Wapiti Creek was intensively inventoried by both Ireland (1993) and Magee (1993). Wapiti Creek was also addressed in Snyder's 1978 watershed assessment and the lower stream section was rated as good from a stability standpoint. Ireland (1993) surveyed three reaches of Wapiti Creek and found substantial differences between the reaches for certain habitat attributes. The lower portion of the stream had a high percentage of riffle habitat and low percentage of surface fines. Channel instability was not highlighted as a significant problem. Substrate core samples taken from the lower stream reflected a clean substrate (21% fines).
Habitat use by adult trout in lower Wapiti Creek was very low and rainbow trout were dominant.
Magee (1993) found low densities of westslope cutthroat and other trout redds in lower Wapiti Creek. Lack of spawning habitat would be consistent with the nature of the channel in this stream section. The mid section of Wapiti Creek had a higher gradient (2.5%) that is consistent with a B2 channel type with habitat associated with step pools and fast water runs. Cutthroat trout densities observed during summer months were higher than those observed in the lower Wapiti Creek section. Percent surface fines were approximately three times higher in the middle section as compared to the lower area of the stream (Ireland, 1993). Magee (1993) observed lower densities of cutthroat trout redds within this section, which would be consistent with the habitat capability.

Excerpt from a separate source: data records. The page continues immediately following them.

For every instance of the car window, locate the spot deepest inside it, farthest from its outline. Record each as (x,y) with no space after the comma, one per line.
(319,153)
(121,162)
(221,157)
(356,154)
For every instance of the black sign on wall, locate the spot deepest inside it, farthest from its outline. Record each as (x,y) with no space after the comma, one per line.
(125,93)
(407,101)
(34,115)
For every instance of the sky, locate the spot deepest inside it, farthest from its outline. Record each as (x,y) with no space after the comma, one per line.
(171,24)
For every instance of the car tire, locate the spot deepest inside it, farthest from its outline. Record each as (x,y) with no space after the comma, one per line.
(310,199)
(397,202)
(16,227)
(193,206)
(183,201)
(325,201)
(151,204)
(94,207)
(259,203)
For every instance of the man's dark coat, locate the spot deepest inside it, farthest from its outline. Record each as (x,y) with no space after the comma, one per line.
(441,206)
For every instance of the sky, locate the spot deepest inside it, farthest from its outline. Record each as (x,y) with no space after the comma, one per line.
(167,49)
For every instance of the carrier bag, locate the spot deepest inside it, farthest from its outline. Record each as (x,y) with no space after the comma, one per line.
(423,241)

The upper most section of Wapiti Creek supports the highest quality trout habitat characterized by a sinuous, slightly confined channel with high pool to riffle ratio, gravel size substrate and varying amounts of surface fines (ave. 10% surface fines) (Ireland, 1993). When compared to densities of the lower portions of Wapiti
Creek, this upper area supported a ten fold higher density of cutthroat both in summer and winter, (18-23 fish/100 meters during summer; 29-33 fish/100 meters during winter).
Meadow Creek
Rainbow trout were stocked in Albino Lake in the Meadow Creek drainage during the 1950s and have been reported to be hybridized with Yellowstone cutthroat trout, which maintain a self supporting population. It is likely this hybridized non native fish population drifts downstream throughout the Meadow Creek drainage. As
Meadow Creek is a very low gradient stream channel with no passage barrier isolating it from Taylor Creek it is very unlikely westslope cutthroat trout would be present in Meadow Creek.
Habitat conditions reflect moderately high sediment delivery. Channel instability along Meadow Creek is evident at numerous locations and fine sediment levels are high. The high sediment levels can be attributed to the naturally erosive character of the watershed and to past and present livestock and wildlife use.

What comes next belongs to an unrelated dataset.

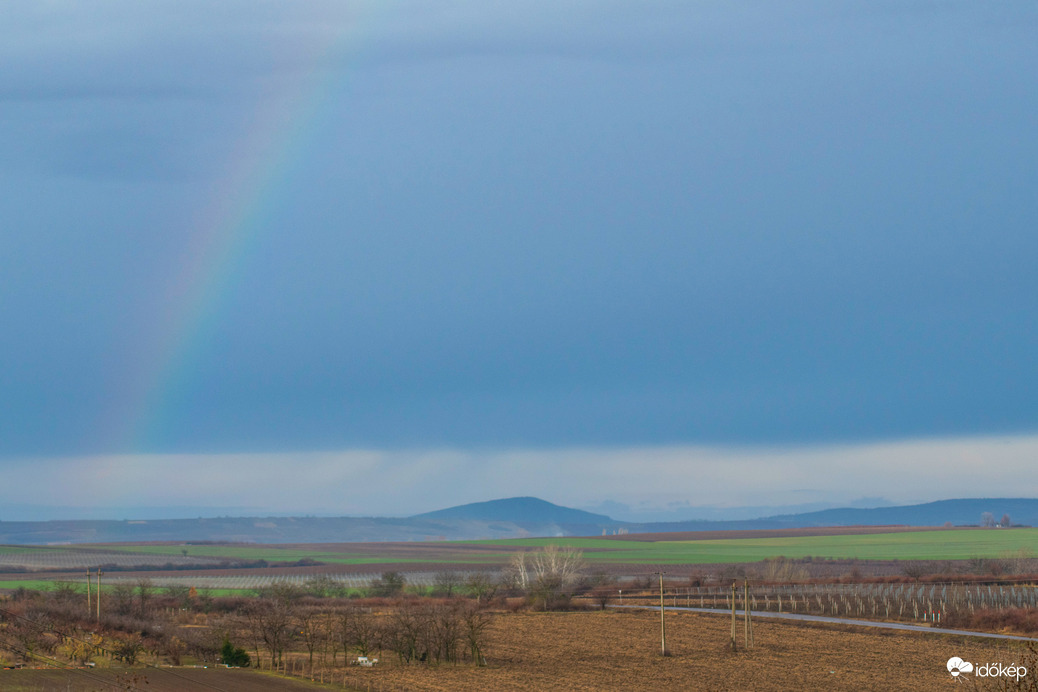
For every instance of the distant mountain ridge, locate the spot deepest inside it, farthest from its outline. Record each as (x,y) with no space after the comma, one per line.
(511,518)
(519,509)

Meadow Creek is classified as a Class C stream under Forest Plan implementation guidelines as the fishery is of limited significance and provides a dispersed fishing opportunity with few fish over 10 inches in length.
Cache Creek
Cache Creek covers an area of 10.0 sq. miles in the northwest end of the Taylor Fork drainage. Snyder
(1978) commented that Cache Creek drainage was a mixture of sedimentary formations and that heavy suspended sediment loads were a consequence of the sedimentary geology aggravated by timber harvest and grazing.
Ireland (1993) surveyed three reaches of Cache Creek and found substantial differences between the reaches for certain habitat attributes. The lower and upper portions of Cache Creek were characterized by sinuous, slightly confined channels with substantial numbers of pools and high level of surface fines. The middle reach had a substantially higher channel gradient, with habitat features dominated by step pools and runs. Substrate surface fines were also high in the higher gradient stream section. Magee (1993) collected substrate core samples from cutthroat redds and found high fine sediment levels (ave. 40% fines less than
6.3mm).
Substrate core samples taken in 1990 just above the confluence with the mainstem Taylor Fork had levels of fine sediment that were substantially lower (ave. 16% less that 6.3mm). The difference in fine sediment conditions between the two sampling periods and locations may have been an artifact of sampling protocol.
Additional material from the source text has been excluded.